Imaging is frequently recommended to confirm the clinical diagnosis, ascertain the cause, and grade the extent and severity of acute pancreatitis. Radiography, upper gastrointestinal series, and ultrasound are of limited value in the diagnosis of acute pancreatitis. In one‐third of patients, chest radiography shows abnormalities such as elevation of one hemidiaphragm and pleural effusions, pulmonary infiltrates, or both (Figure 38.18). On abdominal ultrasound, bowel gases often mask focal hypoechoic areas within the pancreas. Abdominal ultrasound is helpful in detecting cholelithiasis and biliary obstruction. Unlike EUS, the sensitivity of abdominal ultrasound in detecting biliary sludge or choledocholithiasis is very low.

Assessment for potential of gallstone‐induced acute pancreatitis should be given top priority because of its management implications. ERCP/sphincterotomy should be performed immediately (within 24 h) in patients with gallstone‐induced acute pancreatitis, if a complication of cholangitis is present or suspected (Figures 38.19–38.21). Metaanalysis failed to demonstrate a significant reduction in severity and mortality for ERCP in patients with acute biliary pancreatitis undergoing urgent ERCP. Treatment for bile duct stones with the use of ERCP/sphincterotomy alone is not recommended in cases of gallstone‐induced pancreatitis with gallbladder stones. Cholecystectomy for gallstone‐induced acute pancreatitis should be performed using a laparoscopic procedure after resolution of acute pancreatitis.

Plain films of the abdomen and lung should be considered if an intestinal perforation is suspected and if free air is found, CT should be performed. If the diagnosis of acute pancreatitis is established by abdominal pain and increased levels of pancreatic enzyme activities, a CECT scan is not usually required for diagnosis in the emergency room or on admission to the hospital for three reasons:

• while local complications may be identified during the early phase, it is generally not necessary to document local complications by imaging during the first week if the course is uncomplicated
  
• CECT 5–7 days after admission is more reliable in establishing the presence and extent of pancreatic necrosis
  
• in any case, no treatment for peripancreatic fluid collections or pancreatic necrosis is generally warranted sooner.

Computed tomography currently plays an important role in imaging of patients with acute pancreatitis, the identification of complications (Figure 38.22), and assessing the response to treatment. The revision of the Atlanta classification in 2012 presented a standardized template for reporting CT images (Tables 38.5 and 38.6, Box 38.2).

Fluid collections that develop in the early phase of pancreatitis are termed acute peripancreatic fluid collections (APFC). Most APFC are sterile and resolve spontaneously, but can persist beyond 4 weeks. The latter APFC can uncommonly develop into pancreatic pseudocysts. However, leakage of pancreatic ducts commonly results in pseudocyst formation.
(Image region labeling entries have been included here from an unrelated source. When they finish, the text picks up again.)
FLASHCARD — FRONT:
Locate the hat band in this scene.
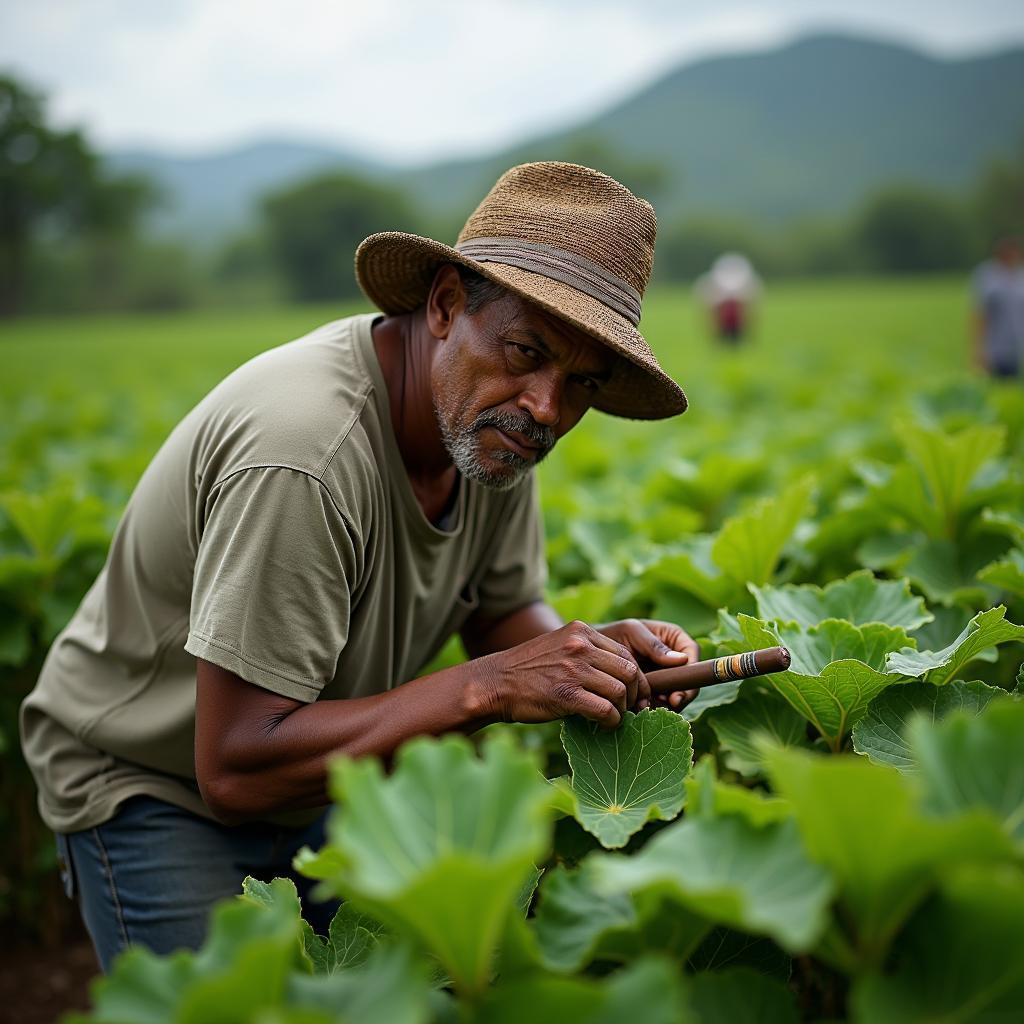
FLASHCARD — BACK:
[456,238,641,327]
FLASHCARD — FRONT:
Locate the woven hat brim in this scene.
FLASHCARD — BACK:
[355,231,687,420]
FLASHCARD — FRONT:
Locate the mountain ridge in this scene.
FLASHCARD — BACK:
[105,33,1024,239]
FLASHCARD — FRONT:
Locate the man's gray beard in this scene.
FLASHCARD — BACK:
[434,398,555,490]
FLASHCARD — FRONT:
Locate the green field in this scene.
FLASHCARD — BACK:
[0,280,1024,1024]
[0,280,968,507]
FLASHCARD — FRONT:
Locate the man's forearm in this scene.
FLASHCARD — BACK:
[196,659,495,821]
[196,601,562,821]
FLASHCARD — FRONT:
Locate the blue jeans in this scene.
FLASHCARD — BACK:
[56,797,338,972]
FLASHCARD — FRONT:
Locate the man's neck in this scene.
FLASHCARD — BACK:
[373,314,458,522]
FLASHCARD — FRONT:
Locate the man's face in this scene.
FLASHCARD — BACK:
[431,295,614,490]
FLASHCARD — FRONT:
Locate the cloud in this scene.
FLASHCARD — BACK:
[0,0,1024,159]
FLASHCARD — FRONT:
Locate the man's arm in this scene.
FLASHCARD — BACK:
[196,610,643,822]
[462,601,700,711]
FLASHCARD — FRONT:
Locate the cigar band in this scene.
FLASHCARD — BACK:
[711,650,758,683]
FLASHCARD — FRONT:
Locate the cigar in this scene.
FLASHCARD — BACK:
[646,647,790,693]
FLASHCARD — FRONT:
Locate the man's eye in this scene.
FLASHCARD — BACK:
[510,341,541,362]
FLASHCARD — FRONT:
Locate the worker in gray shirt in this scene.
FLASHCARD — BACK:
[973,238,1024,377]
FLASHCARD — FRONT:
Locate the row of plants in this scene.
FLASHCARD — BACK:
[75,670,1024,1024]
[0,287,1024,1022]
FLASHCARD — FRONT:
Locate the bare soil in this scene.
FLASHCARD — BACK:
[0,927,99,1024]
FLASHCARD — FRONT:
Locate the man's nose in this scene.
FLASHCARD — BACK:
[517,374,562,429]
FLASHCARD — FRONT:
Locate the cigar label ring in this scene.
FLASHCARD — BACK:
[647,647,791,693]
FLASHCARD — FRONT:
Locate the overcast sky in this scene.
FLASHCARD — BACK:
[0,0,1024,161]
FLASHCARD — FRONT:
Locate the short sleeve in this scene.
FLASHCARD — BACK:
[185,467,356,702]
[478,473,547,618]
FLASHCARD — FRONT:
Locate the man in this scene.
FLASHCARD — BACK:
[693,253,761,345]
[22,164,696,970]
[973,238,1024,377]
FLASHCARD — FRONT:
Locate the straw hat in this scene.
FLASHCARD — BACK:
[355,162,686,420]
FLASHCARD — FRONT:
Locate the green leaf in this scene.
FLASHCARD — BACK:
[0,609,32,666]
[738,615,906,751]
[562,708,693,849]
[766,750,1014,970]
[690,967,800,1024]
[853,680,1006,773]
[305,735,552,991]
[850,869,1024,1024]
[900,538,1005,610]
[774,618,911,676]
[978,548,1024,597]
[284,943,433,1024]
[531,857,710,971]
[678,679,741,722]
[534,861,637,971]
[643,536,742,610]
[686,928,793,981]
[708,681,807,775]
[0,489,108,560]
[897,423,1006,537]
[686,756,793,827]
[467,956,693,1024]
[551,582,615,623]
[981,509,1024,546]
[750,569,934,632]
[591,814,833,952]
[886,604,1024,684]
[711,479,813,589]
[88,879,310,1024]
[907,700,1024,847]
[239,876,330,973]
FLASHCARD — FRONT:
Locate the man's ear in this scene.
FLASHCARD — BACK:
[427,263,466,340]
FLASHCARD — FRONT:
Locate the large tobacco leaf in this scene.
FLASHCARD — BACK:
[593,802,833,952]
[643,479,813,611]
[907,699,1024,848]
[686,755,793,827]
[464,956,697,1024]
[853,679,1007,773]
[68,879,430,1024]
[689,967,800,1024]
[297,735,552,991]
[867,423,1006,540]
[766,750,1016,970]
[978,548,1024,597]
[711,478,814,586]
[708,681,807,776]
[851,868,1024,1024]
[562,708,693,849]
[886,604,1024,684]
[282,943,434,1024]
[531,857,710,971]
[750,569,934,633]
[738,615,909,751]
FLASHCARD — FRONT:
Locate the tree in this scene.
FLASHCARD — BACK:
[263,173,418,300]
[0,76,156,316]
[853,185,971,273]
[972,146,1024,253]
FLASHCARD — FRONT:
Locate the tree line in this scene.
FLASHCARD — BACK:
[0,76,1024,315]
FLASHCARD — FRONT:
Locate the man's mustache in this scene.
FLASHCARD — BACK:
[470,410,558,453]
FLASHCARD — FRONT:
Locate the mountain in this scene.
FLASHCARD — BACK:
[115,35,1024,243]
[395,36,1024,230]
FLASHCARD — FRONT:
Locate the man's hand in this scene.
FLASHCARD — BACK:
[475,622,643,728]
[595,618,700,711]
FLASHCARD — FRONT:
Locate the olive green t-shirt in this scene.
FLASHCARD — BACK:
[22,313,544,831]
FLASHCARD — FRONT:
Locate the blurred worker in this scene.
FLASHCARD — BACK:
[694,253,761,345]
[973,238,1024,377]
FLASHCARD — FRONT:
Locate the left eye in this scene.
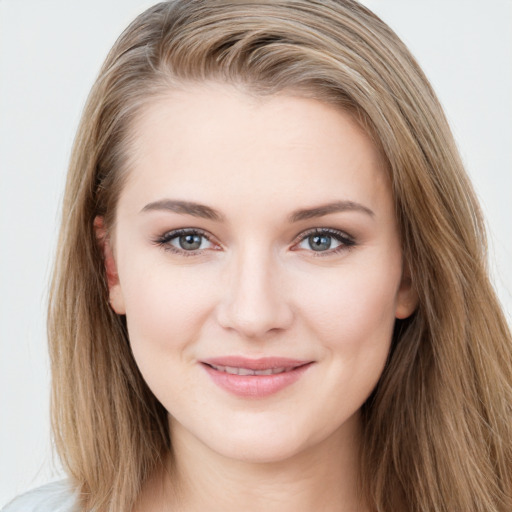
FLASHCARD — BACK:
[169,233,210,251]
[296,230,354,252]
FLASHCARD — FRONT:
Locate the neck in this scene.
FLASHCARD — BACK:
[137,417,366,512]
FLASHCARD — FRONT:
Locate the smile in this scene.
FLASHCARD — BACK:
[206,364,294,375]
[201,357,314,399]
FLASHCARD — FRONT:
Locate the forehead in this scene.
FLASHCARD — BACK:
[121,84,390,216]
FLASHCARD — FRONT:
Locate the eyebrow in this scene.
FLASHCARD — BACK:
[141,199,375,223]
[288,201,375,222]
[141,199,224,221]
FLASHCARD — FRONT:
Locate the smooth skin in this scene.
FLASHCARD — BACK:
[97,83,416,512]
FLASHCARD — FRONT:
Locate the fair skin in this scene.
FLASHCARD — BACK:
[97,84,415,512]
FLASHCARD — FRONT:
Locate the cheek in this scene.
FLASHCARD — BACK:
[120,264,216,358]
[300,268,399,343]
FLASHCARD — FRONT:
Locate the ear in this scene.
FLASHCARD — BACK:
[94,216,126,315]
[395,262,418,320]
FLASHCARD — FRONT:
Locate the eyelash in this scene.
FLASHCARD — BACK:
[154,228,357,258]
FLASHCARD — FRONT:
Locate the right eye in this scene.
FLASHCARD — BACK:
[156,229,218,256]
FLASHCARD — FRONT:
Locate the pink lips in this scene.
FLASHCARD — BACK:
[202,356,313,398]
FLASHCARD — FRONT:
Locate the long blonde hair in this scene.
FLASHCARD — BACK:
[48,0,512,512]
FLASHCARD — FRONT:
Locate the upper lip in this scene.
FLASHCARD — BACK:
[201,356,312,370]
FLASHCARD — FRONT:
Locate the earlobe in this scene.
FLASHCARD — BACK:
[94,216,126,315]
[395,264,419,320]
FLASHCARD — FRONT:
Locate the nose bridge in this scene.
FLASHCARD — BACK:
[220,241,293,338]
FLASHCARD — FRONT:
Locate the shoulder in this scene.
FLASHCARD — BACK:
[0,480,76,512]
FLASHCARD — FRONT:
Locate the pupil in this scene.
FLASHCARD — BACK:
[180,235,202,251]
[309,235,331,251]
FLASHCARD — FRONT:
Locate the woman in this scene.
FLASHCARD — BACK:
[2,0,512,511]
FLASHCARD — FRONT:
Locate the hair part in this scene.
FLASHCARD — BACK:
[48,0,512,512]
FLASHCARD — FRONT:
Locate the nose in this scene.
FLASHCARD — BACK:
[217,247,294,339]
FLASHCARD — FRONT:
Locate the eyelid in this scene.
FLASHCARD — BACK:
[153,228,222,256]
[292,227,357,257]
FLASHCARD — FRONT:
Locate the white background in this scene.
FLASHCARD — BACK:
[0,0,512,505]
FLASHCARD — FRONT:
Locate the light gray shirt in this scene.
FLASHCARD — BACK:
[0,480,77,512]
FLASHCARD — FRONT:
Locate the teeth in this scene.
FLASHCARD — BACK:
[210,364,293,375]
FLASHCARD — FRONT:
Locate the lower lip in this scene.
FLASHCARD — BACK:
[203,363,313,398]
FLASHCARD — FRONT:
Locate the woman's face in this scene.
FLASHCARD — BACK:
[105,85,415,461]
Pancreatic pseudocysts are collections surrounded by a well‐defined wall without solid material or detritus (Figure 38.23). In contrast, a collection of variable amounts of fluid and necrotic tissue is called an acute necrotic collection (ANC). ANC occurs in necrotizing pancreatitis and is distinct from APFC. Early on, it may be difficult to differentiate APFC from ANC because both types of collections appear as areas with fluid density. After the first week, distinction between these two types of collections is usually possible. When a contrast‐enhancing wall of reactive tissue develops around necrotic pancreatic areas, the collection is termed walled‐off necrosis; this usually occurs 4 weeks after onset of necrotizing pancreatitis. The presence of gas within the collection seen on CECT is suspicious for superinfection (Figure 38.24). Fine needle aspiration is useful to ascertain diagnosis and to obtain a specimen for culture.